Ironischerweise hatte der Emir von Katar „gerade die Intervention arabischer Truppen“ in Syrien gefordert. Steele fand es „schade“, dass die Umfrage von fast allen westlichen Medien, deren Regierungen den Rücktritt Assads forderten, „ignoriert“ wurde. Die Umfrage zeigte auch, dass die Mehrheit freie Wahlen und mehr Rechte wünschte.
Die kontextfreie Berichterstattung der US-Medien bietet vereinfachte (verzerrte) Darstellungen von Syrien und Assad als Vertreter eines anderen Libyens und Gaddafis. Die Guten (friedliche Bürgerdemonstranten, die die Diktatur hassen, zusammen mit edlen Deserteuren der Armee) kämpfen gegen die Bösen (den machtgierigen Präsidenten Assad und seine Armee).
In den Schlagzeilen geht es um sehr reale, tägliche Gewalt, die in mehreren syrischen Städten auftritt. In den meisten Nachrichtenberichten wird die Tötung friedlicher Bürger fast ausschließlich den Regierungstruppen zugeschrieben. Doch im Januar sahen Beobachter der Arabischen Liga, die überwiegend aus sunnitischen Ländern stammten und die syrisch-iranische Allianz zerstören wollten, bewaffnete „Demonstranten“, die einen Teil der Morde in Syrien verübten, worüber die meisten US-Medien nicht berichteten.
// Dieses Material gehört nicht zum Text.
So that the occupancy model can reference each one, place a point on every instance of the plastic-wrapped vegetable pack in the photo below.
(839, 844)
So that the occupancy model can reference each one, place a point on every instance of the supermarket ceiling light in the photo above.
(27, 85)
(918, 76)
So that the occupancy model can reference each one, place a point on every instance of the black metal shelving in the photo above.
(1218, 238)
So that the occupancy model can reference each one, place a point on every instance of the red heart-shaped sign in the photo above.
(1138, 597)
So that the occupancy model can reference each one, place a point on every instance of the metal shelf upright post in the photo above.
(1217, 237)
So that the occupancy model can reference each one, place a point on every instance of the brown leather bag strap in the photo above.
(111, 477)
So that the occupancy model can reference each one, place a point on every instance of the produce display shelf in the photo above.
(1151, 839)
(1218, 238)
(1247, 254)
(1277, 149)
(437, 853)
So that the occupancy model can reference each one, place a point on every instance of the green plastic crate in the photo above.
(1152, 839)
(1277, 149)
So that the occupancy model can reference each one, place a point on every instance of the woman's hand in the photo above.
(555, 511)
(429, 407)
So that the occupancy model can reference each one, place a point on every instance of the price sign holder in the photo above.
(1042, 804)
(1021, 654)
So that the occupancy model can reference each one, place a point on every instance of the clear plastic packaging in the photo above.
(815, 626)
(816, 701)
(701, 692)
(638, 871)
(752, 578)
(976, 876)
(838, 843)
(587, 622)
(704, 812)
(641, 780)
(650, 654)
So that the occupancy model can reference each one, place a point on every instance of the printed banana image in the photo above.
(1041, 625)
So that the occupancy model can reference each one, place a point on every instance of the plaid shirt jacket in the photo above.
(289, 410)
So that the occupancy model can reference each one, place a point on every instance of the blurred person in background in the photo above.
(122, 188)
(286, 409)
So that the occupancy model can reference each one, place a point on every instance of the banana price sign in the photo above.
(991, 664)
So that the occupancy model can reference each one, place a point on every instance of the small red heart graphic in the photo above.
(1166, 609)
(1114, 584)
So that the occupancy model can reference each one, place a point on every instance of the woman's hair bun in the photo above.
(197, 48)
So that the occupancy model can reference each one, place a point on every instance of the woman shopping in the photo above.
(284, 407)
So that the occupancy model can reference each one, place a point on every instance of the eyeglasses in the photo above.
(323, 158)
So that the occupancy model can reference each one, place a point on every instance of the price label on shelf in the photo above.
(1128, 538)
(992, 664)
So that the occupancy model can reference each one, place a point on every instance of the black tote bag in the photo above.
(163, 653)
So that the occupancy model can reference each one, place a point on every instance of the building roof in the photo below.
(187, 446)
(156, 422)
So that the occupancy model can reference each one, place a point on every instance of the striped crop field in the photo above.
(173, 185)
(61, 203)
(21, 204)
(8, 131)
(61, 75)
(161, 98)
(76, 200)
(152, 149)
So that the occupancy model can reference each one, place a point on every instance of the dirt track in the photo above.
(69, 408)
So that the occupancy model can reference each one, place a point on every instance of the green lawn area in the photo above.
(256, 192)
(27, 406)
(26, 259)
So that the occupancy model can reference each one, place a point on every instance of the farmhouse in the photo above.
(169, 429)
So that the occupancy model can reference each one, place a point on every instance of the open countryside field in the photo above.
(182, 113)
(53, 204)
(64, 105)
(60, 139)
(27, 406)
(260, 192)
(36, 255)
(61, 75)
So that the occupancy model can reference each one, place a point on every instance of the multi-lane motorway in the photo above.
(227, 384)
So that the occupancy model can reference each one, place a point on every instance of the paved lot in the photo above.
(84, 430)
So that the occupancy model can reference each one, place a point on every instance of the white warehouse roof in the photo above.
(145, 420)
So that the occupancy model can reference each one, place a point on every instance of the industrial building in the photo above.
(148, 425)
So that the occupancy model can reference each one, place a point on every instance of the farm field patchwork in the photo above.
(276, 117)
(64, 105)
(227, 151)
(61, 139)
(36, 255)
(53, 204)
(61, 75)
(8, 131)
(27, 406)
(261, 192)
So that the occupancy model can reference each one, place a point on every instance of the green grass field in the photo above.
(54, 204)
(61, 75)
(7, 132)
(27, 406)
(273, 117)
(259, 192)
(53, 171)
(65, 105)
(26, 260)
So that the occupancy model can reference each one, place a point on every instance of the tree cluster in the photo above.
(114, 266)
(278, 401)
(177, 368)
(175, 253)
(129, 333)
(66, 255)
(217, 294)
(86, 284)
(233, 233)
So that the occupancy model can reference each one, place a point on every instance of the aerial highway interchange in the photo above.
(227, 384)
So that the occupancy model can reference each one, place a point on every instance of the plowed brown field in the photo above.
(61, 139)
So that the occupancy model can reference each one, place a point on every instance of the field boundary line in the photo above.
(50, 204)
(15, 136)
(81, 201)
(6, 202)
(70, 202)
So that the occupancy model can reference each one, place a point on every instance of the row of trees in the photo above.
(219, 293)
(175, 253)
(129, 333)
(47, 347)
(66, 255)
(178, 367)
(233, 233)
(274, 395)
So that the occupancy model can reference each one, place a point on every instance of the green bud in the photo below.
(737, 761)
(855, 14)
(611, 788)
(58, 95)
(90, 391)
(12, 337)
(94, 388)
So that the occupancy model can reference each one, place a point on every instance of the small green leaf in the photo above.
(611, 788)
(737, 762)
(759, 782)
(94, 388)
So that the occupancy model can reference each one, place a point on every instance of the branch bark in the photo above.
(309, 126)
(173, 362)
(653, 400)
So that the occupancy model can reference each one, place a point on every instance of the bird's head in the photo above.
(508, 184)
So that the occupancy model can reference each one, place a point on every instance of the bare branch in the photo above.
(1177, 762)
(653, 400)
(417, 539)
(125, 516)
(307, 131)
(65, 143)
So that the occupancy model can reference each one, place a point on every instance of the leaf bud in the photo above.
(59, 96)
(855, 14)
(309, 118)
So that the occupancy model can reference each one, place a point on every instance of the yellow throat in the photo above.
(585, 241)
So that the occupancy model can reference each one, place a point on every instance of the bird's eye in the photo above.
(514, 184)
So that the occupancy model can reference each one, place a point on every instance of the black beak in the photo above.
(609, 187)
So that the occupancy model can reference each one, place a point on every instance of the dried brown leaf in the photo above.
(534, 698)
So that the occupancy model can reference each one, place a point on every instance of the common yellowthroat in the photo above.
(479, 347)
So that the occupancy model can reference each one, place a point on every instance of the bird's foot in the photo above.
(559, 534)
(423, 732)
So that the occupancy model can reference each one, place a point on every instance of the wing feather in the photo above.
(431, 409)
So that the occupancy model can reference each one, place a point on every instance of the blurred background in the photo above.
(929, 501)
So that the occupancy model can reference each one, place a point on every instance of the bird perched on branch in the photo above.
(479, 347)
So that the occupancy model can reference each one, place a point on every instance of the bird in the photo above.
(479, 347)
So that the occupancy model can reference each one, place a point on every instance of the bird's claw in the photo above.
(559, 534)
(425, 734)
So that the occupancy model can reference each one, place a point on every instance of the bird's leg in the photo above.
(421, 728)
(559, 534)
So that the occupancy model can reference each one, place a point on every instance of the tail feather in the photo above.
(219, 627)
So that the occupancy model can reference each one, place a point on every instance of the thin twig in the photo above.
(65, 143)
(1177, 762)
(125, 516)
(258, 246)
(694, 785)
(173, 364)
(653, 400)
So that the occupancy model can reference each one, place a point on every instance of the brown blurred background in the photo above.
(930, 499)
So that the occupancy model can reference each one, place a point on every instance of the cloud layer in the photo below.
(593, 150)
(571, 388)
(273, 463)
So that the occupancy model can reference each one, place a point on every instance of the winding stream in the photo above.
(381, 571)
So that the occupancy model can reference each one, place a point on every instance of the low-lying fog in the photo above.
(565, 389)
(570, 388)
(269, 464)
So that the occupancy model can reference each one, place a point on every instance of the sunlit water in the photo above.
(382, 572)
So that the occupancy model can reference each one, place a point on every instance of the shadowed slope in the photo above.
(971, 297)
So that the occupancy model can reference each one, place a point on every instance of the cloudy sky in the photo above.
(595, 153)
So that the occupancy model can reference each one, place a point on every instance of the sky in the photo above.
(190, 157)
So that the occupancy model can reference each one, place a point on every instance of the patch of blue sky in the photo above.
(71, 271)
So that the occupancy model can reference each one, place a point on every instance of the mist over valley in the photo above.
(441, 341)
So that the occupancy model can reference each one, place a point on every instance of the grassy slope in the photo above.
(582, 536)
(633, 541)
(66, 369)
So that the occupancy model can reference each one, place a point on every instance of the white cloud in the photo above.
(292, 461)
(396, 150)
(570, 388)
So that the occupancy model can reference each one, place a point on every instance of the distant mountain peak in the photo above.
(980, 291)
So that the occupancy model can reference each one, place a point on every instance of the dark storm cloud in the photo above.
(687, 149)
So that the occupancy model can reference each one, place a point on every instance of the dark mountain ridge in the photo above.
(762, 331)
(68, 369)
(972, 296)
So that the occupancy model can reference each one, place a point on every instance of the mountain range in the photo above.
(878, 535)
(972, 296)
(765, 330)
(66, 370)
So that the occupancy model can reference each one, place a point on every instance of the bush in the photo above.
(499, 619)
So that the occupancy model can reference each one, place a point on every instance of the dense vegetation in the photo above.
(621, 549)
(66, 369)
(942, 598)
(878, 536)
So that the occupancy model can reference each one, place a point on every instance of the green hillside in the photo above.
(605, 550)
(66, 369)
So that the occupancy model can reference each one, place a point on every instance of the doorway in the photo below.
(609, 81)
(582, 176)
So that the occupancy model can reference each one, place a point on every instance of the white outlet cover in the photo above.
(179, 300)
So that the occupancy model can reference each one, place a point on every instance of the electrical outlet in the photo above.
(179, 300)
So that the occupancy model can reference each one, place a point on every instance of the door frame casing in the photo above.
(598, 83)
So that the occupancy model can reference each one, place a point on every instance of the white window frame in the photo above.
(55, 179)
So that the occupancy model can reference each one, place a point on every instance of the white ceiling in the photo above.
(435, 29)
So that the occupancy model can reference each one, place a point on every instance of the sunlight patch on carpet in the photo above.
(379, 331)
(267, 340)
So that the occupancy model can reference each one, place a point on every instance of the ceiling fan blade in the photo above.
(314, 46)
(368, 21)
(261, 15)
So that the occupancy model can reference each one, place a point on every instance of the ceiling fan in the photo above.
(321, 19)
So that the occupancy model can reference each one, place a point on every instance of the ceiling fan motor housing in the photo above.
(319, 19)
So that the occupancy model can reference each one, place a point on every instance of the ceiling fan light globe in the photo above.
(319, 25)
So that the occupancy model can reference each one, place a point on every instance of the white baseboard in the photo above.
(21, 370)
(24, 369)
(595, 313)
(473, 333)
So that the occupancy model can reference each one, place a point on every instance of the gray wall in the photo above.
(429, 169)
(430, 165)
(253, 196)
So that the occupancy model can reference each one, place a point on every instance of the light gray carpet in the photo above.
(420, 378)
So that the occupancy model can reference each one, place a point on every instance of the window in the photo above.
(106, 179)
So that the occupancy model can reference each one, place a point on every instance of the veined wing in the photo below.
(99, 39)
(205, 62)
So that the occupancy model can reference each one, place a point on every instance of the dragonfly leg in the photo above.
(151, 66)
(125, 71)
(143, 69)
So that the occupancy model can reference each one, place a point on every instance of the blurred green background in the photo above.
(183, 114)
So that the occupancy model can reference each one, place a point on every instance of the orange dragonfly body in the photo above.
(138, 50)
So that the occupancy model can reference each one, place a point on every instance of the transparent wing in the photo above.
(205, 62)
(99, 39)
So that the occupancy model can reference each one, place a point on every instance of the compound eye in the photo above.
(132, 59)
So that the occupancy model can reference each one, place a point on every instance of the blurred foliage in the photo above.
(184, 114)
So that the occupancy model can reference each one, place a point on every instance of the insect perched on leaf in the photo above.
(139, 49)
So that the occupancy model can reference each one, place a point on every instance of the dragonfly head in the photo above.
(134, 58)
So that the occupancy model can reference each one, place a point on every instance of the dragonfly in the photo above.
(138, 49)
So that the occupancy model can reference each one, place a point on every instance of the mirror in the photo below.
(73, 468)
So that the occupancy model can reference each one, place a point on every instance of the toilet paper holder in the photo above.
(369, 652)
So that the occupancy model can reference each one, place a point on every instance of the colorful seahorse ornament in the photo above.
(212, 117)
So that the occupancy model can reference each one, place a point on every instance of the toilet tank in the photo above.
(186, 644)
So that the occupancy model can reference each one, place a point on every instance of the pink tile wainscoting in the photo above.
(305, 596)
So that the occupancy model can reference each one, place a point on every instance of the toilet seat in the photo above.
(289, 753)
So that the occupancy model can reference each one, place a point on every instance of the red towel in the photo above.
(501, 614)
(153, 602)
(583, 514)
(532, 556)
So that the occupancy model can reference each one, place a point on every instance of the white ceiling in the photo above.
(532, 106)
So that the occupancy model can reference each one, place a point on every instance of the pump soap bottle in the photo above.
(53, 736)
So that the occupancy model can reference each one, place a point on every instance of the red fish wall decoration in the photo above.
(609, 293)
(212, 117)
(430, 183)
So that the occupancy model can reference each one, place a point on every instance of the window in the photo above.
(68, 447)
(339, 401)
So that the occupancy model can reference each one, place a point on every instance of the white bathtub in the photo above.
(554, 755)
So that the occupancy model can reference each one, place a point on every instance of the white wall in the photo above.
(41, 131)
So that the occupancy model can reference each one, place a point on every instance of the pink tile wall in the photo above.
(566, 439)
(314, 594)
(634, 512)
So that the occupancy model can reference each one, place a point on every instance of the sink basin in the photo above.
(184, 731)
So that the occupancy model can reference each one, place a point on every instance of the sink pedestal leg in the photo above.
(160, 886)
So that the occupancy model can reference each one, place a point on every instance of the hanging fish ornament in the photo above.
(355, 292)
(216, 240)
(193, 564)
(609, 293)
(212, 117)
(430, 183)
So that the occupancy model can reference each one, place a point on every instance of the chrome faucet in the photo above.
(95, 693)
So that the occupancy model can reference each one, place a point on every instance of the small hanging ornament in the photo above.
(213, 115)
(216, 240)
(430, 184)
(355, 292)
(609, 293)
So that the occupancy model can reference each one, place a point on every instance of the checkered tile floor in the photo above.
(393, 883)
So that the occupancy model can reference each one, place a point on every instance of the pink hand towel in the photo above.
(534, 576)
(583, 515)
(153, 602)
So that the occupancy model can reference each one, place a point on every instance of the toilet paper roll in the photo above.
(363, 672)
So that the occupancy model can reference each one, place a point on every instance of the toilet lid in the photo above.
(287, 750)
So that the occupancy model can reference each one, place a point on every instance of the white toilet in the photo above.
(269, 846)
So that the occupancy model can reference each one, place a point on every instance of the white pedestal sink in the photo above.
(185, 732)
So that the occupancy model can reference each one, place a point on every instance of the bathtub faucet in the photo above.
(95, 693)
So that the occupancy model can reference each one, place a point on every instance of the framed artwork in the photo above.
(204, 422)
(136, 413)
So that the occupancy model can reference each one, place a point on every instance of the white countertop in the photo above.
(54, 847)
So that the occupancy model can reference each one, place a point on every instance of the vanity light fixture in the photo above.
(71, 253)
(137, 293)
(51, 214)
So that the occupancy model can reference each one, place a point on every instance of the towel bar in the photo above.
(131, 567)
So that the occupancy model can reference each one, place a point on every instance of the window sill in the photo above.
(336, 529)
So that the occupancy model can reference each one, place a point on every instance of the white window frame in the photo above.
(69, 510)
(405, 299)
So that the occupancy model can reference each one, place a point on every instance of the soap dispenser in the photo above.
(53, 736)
„In Homs und Dera'a beobachtete die Mission, dass bewaffnete Gruppen Gewalttaten gegen Regierungstruppen verübten, was zu Todesfällen und Verletzungen in ihren Reihen führte. In bestimmten Situationen reagierten Regierungstruppen mit Gewalt auf Angriffe gegen ihr Personal. Die Beobachter stellten fest, dass einige der bewaffneten Gruppen Leuchtraketen und panzerbrechende Projektile einsetzten.“
„In Homs, Idlib und Hama war die Beobachtermission Zeuge … des Bombenanschlags auf einen Zivilbus, bei dem acht Menschen getötet und weitere verletzt wurden, darunter Frauen und Kinder, und des Bombenanschlags auf einen Zug mit Dieselöl … Eine Treibstoffleitung und einige kleine Brücken wurden zerstört.“ auch bombardiert.“
Die Mission stellte außerdem „fest, dass viele Parteien fälschlicherweise berichteten, dass es an mehreren Orten zu Explosionen oder Gewalt gekommen sei.“ Als die Beobachter diese Orte besuchten, stellten sie fest, dass diese Berichte unbegründet waren.“
Die Mission wurde auch Zeuge bewaffneter Angriffe gegen „syrische Sicherheitskräfte und Bürger, die die Regierung dazu veranlassten, mit weiterer Gewalt zu reagieren.“ Am Ende zahlen unschuldige Bürger den Preis für diese Taten mit Leib und Leben.“ http://www.columbia.edu/~hauben/Report_of_Arab_League_Observer_Mission.pdf
Friedliche Demonstranten? UN-Botschafterin Susan Rice schloss diese Passagen aus, als sie Russlands „Bereitschaft, das syrische Volk zu verraten und einen feigen Tyrannen [Assad] zu beschützen“ anprangerte. Außenministerin Clinton nannte das Veto Russlands „eine Travestie“. Washington hat 83 Mal von seinem Veto Gebrauch gemacht, hauptsächlich bei Resolutionen, in denen israelisches Vorgehen verurteilt wurde. Jetzt, da Al-Qaida die Anti-Assad-Bewegung unterstützt, wurde beiden Seiten „Ekel“ entgegengebracht?
Im Jahr 2111 fielen saudische Truppen in Bahrain ein und töteten unbewaffnete Demonstranten. US-Beamte gaben keine „Ekel“-Geräusche von sich. Ekel gilt gegenüber ungehorsamen Staaten. Also Schluss mit der Heuchelei.
Der Westen sollte keine „humanitären“ Vorwände nutzen, um in die syrischen Angelegenheiten einzugreifen. Aber gemeinsam mit Russland und China sollten sie verhindern, dass ausländische Waffenlieferungen nach Syrien gelangen, und Assad dazu drängen, die von der Regierung unterstützte Gewalt zu beenden.
Syrien braucht wirklich freie Wahlen und die Syrer brauchen Grundrechte. Dazu gehört die Beendigung der Korruption – Assad-Kumpanen kassieren das Geld. Aufrichtige Parteien – darunter Washington und Moskau – sollten die Chance begrüßen, Frieden und Demokratie in einem arabischen Land tatsächlich funktionieren zu lassen.
Landaus SYRIA: BETWEEN IRAQ & A HARD PLACE (2004) ist auf DVD (roundworldproducts.com). Er ist Fellow des Institute for Policy Studies. Counterpunch veröffentlichte seine BUSH & BOTOX WORLD.